The "powder monkey" families lived in a string of run down apartments on
Cherry Street, one street over from King Avenue where my family lived
in a company house. At the top of King Avenue stood the King mansion
where Colonel King, the founder of KPC lived. At the bottom of the
avenue, just before the S curve that took you down to the powder line,
was my dad's barber shop. His name was Boyd Stanley Ellis. He had a
glass name plate on the door initialed B. S. Ellis. Townspeople would
see the sign and say Barber Shop Ellis. Dad was known as the barber
and I was known as the barber's boy. I was the last child of the family and I knew I was the favorite.

Why did I want to leave home? My Dad had went to look for me and I told
him I was looking for Teddy Bears in the woods. He told me I was not ready
to leave home. I had to take care of my own Teddy Bear who lived in my bedroom.

My father had left home when he was sixteen. He was from Carrol County
Kentucky and my mother was from Western Kentuck. He was quick to
distinguish us as a better class of people than those from Eastern
Kentucky, where the hills and mountains lay. Stanley Ellis was born in a
sharecropper's shack along the Kentucky River close to where it flows
into the Ohio, a hundred and fifty miles from upstream Martin's Ferry
and fifty miles from Cincinnati.

In Cincinnati, my parents met at the state mental hospital, the "bug house" , as they called it. My dad learned barbering, cutting patient's hair while my mother made a stint at nursing at the hospital. My Dad chose to move the family to Kings Mills because it lay on a deeply rutted hillside in juxtaposition to the Little Miami River much like his boyhood home lay next to the
Kentucky.

My parents left their homes to escape the poverty of Kentucky. There was another kind of poverty that I wanted to escape. A poverty of imagination.

My knowledge of the world came from uncle Bob in California who gave us a Christmas subscription to the National Geographic. I would study the black and white pictures before I learned to read. I would get books from the bookmobile. I loved " A Child's History of the World. I preferred to be alone with my Teddy Bear. He was my study companion. I would sit on the floor of the pantry with the door closed and read about Alexander the Great cutting the Gordian Knot, unseen by anyone.

The Teddy Bear's Picnic was a song on the radio that sparked my wanderlust. The song promised that if you went to the picnic, to the woods, you would never be seen again. That suited me because I preferred the company of Teddy and his friends. When I die, heaven could be like that.

My mother died a few years ago. My forgotten bear drew the largest sum of money of anything sold in the auction at the family home. I was glad to see him gain some respect from the family. I had abandoned him to a box in the attic when I left for school when I was seventeen.

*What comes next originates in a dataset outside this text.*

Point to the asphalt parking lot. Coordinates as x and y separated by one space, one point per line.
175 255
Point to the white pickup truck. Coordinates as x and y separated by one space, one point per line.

At Miami University, fifty miles away, I was light years away from Kings Mills. My mother had wanted me to attend a Baptist school in North Carolina. That would certainly sober my youthful imaginings. My father was incontact with customers at the barber shop who helped him to see the advantage of a secular education. Miami was my escape, but it was his
invention.

My father had had the courage and wisdom to leave home and better himself and his young wife when he was seventeen. He positioned me almost unwittingly for my "escape" from him. My parents had lost their first born and were overprotective of me. I felt that constraint as a three year old. But someone left the screen door unlocked, the fence unbolted, and I had made my escape at age three.

When I was seventeen, I cut the family Gordian Knot. My father drove me to the university in the family Buick where I would continue my search for "Teddy Bears". A community of Bears, an unbearable lightness of being that I keep with me.

Boris, I will always be true to you. Thanks, buddy.

Teddy bears live solitary lives with lonely children. Mute, they listen to repetitive stories told by illiterate boys and girls.

In their hearts they long to be with their own kind, in the remote woods.They come to the picnic to feast on the presence of other Teddy Bears.

It is imagination that sustains the bears and the quest for imagination is what they teach the boy or girl who attaches themselves to one of their fuzzy little kindred.